People
Pedro deAlba
Ph.D. University of California at Berkeley, 1975
- Professor of Civil Engineering
Research Areas
Earthquake engineering, foundation design, soil mechanics
Research Emphasis
When a sand which is saturated is shaken by earthquake loads, it "liquefies" which means that it temporarily loses a large proportion of its strength. Earthquakes can produce high-velocity liquefaction flow slides in slopes of saturated sandy soils; they can occur in both constructed embankments such as earth dams and in natural slopes. Such slides have produced a great deal of damage during earthquakes and, more importantly, considerable loss of life. For example, over 600 people died when their neighborhoods were buried by landslides during the 2001 earthquake in El Salvador. Professor Tom Ballestero (CiE) and I are trying to model liquefied sand as a viscous fluid by measuring the behavior of spheres and plates falling through liquefied sand in the lab. If we can model liquefied sands in this way, it should be possible to predict how these sands will behave after they liquefy, and how far they will 'run out' during sliding. These studies are relevant to ocean engineering, because earthquake- induced flow slides (also known as ‘turbidity currents’) occur offshore, for example the flow slide produced by the 1929 Grand Banks earthquake, which in turn produced a tsunami causing 27 fatalities and extensive damage in Newfoundland.
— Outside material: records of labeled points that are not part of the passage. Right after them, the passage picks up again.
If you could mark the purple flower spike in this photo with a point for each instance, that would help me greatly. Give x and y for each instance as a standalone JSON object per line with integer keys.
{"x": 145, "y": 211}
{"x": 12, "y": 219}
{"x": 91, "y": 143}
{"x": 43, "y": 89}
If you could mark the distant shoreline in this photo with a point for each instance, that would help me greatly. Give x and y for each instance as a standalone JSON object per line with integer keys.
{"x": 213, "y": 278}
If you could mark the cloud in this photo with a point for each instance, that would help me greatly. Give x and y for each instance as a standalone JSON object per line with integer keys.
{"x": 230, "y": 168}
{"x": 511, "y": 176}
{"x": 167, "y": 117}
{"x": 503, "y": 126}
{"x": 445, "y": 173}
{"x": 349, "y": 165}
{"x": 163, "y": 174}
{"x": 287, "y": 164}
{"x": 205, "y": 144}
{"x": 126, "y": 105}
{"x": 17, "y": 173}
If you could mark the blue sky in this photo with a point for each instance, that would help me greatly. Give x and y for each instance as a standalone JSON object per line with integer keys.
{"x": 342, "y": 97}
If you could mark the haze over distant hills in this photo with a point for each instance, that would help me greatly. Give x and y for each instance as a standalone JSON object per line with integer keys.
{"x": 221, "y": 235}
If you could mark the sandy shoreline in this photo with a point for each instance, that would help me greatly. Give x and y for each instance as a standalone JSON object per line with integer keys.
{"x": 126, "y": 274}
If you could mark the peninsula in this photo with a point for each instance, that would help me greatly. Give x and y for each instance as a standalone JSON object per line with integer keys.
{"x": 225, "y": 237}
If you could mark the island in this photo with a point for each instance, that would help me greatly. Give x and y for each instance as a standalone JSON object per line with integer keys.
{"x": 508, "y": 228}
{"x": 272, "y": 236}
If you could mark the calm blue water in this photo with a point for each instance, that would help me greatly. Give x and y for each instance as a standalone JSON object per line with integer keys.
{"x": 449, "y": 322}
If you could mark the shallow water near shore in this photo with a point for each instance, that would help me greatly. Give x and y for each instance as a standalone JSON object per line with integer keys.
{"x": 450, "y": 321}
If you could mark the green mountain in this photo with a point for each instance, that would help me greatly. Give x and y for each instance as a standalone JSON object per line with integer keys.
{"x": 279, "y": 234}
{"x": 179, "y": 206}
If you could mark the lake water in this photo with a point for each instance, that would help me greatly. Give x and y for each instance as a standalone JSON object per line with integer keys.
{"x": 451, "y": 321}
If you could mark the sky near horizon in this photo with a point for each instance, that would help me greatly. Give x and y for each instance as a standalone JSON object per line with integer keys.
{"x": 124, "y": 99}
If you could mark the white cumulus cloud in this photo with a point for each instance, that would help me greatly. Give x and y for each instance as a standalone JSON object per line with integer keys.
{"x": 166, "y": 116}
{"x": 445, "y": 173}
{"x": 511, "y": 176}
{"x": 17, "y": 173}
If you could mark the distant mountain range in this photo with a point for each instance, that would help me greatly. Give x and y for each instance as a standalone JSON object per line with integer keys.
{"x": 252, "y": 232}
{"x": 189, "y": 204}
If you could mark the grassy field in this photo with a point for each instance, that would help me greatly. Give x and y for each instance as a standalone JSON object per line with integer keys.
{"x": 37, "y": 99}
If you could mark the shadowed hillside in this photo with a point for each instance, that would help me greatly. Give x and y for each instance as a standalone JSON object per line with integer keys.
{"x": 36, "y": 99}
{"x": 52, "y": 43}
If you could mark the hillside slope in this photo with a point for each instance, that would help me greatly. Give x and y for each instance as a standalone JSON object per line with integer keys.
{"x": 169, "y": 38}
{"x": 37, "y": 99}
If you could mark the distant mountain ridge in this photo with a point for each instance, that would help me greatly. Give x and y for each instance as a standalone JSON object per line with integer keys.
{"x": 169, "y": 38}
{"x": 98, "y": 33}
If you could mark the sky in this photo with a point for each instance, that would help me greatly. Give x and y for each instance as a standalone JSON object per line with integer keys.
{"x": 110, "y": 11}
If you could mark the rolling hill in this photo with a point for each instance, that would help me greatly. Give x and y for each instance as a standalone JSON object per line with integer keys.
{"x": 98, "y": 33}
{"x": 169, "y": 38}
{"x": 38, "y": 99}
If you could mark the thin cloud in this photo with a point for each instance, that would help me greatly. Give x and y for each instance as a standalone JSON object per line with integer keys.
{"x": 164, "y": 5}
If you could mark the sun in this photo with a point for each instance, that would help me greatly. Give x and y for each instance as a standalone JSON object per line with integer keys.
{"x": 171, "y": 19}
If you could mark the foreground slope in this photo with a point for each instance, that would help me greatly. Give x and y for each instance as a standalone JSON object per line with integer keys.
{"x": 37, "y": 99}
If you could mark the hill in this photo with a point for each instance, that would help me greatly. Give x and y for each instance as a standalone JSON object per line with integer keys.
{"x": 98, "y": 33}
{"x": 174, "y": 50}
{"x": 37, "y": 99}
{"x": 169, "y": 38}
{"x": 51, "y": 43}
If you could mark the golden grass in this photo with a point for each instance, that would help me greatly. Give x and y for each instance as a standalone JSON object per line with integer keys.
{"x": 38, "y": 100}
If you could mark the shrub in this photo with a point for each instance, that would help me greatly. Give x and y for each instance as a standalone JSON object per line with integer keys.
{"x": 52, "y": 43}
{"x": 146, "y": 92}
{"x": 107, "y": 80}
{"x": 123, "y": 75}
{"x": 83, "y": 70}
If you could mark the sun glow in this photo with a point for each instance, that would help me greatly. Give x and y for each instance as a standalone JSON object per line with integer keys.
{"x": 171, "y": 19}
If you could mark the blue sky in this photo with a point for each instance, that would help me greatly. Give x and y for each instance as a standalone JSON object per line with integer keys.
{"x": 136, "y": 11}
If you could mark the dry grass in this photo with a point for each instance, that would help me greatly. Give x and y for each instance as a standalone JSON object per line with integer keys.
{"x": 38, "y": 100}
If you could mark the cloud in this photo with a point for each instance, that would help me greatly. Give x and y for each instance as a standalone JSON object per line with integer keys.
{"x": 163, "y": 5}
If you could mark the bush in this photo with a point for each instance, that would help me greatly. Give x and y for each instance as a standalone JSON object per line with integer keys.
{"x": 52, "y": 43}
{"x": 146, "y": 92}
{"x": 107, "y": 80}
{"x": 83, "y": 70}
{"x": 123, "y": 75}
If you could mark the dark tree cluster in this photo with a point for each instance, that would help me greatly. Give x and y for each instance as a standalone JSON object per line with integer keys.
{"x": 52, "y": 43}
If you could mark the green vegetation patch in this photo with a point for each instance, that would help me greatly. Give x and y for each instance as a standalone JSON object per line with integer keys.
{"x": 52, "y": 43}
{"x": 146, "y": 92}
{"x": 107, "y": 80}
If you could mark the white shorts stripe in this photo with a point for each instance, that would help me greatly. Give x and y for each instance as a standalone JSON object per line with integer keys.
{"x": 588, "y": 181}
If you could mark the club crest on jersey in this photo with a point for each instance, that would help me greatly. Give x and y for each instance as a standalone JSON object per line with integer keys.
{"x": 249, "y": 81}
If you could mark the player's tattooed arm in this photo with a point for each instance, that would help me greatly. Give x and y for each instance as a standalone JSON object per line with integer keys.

I am also interested in earthquake effects on port facilities. From a civil engineering viewpoint, wharves are really complicated structures, quite top-heavy because of large cranes, and usually supported on piles through very weak liquefiable soils. Earthquake impact studies for West Coast ports show that a large part of the economic losses will come from damage to cargo-handling structures, but it’s currently hard to predict how they will behave during earthquakes. We need more information from model and field studies to improve our analysis tools.